Письма Карлейля к жене во время этой разлуки дают превосходную картину его стремлений и занятий. Он возобновил старые знакомства, а иногда и старую вражду. В Энфильде он нашел Бэдамса, который пять лет назад пытался вылечить его желудок, — умирающим от алкоголизма, «его-то кабриолет уже развалился вместе с ним на полной скорости и на мелкие куски». Неподалеку от Бэдамса жил Чарльз Лэм, чья смесь чудачества с легким юмором никогда не нравилась Карлейлю. Теперь же он пришел в ужас от его привычки к спиртному и был настолько раздражен его фривольностью, что счел знаменитого эссеиста полубезумным и записал в своем дневнике: «Бедняга Лэм! Бедная Англия, раз такой отвратительный обрубок сходит в ней за гения!» Тем же метким ироническим взглядом, способным рассмотреть характер за любой внешностью, Карлейль смотрел теперь на Джеффри в Палате лордов: «бедный милый малыш в седом парике, в каком-то странном сюртучке со стеклярусом и пуговицами на рукавах — что-то говорит и выкрикивает там, в чужой стране, посреди совершенно незнакомых ему людей». Так же он смотрел и на Джона Боуринга, радикала, редактора «Вестминстерского обозрения»: «Представь себе худого человека примерно моего роста и согнутого в середине под углом в 150, с совершенно прямой спиной, с большими серыми глазами, огромным вздернутым носом с прямыми ноздрями до самого его кончика и большими, выпяченными, плотно сжатыми губами». Карлейль сказал, что они долго беседовали, «он как законченный утилитарист и радикал, я — как законченный мистик и радикал».

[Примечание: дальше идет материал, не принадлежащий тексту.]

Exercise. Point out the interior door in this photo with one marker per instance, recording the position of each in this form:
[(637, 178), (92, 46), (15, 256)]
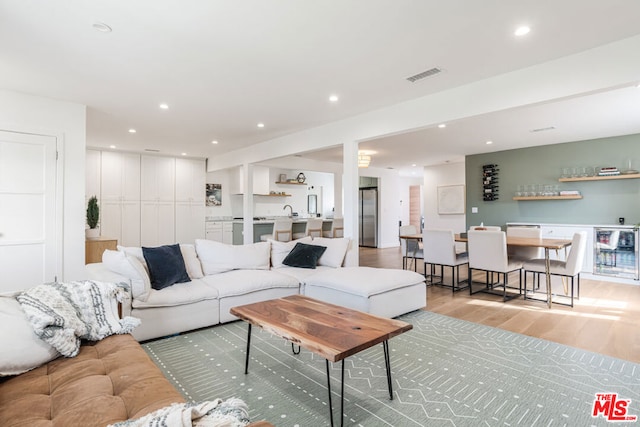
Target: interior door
[(28, 250)]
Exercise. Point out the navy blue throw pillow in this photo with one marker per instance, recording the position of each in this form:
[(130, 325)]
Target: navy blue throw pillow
[(166, 266), (304, 256)]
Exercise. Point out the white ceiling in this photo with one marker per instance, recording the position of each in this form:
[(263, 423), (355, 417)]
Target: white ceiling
[(224, 66)]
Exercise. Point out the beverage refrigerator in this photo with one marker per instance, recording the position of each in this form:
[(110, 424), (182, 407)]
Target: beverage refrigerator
[(616, 252)]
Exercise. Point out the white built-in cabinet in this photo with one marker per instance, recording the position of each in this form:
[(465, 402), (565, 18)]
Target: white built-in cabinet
[(191, 177), (157, 200), (147, 200), (120, 197), (220, 231)]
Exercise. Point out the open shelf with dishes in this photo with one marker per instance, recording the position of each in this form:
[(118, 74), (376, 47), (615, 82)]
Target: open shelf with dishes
[(601, 178), (569, 197)]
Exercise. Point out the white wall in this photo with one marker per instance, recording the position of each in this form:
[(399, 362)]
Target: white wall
[(435, 176), (404, 194), (223, 177), (22, 112)]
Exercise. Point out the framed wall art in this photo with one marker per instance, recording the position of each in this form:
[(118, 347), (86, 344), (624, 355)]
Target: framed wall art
[(214, 194), (451, 200)]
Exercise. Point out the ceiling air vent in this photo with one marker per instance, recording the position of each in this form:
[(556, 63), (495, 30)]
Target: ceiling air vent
[(424, 74), (543, 129)]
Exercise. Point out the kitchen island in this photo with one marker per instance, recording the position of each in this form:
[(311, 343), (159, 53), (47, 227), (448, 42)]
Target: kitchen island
[(264, 225)]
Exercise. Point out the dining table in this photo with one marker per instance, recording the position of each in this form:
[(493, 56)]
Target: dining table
[(534, 242)]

В этом настроении мистического радикализма он встретил философа анархизма Вильяма Годвина, который давно уже отошел от дерзких убеждений молодости на умеренные и осторожные позиции, более подходящие старости. Нетрудно представить себе эту сцену (даже без того юмора, с которым описывал ее Карлейль) : худой и хмурый голубоглазый шотландец в мучительном нетерпении ожидает в гостях приезда ведущего политического философа Англии. Наконец явился Годвин, «лысый, с кустистыми бровями, толстый, седой, бодрый маленький человечек... носит очки, глаза серые, навыкате, очень большой тупой невыразительный нос и такой же подбородок». Он говорил с воодушевлением, но, к разочарованию Карлейля, не сказал ничего, кроме банальных общих фраз. Годвин рассматривал Карлейля — из интереса или из страха, мы никогда не узнаем, — и «потихоньку я пробрался к нему и начал с ним разговор», когда вдруг Годвина увели играть в вист. Его окружили шумные дети и говорящие без умолку женщины; две женщины стучали по пианино, издавая звуки «громче кузницы»; философского спора здесь быть не могло. Карлейль пробыл еще час, глядя, «иногда не без грусти, на длинноносого игрока в вист», и ушел домой.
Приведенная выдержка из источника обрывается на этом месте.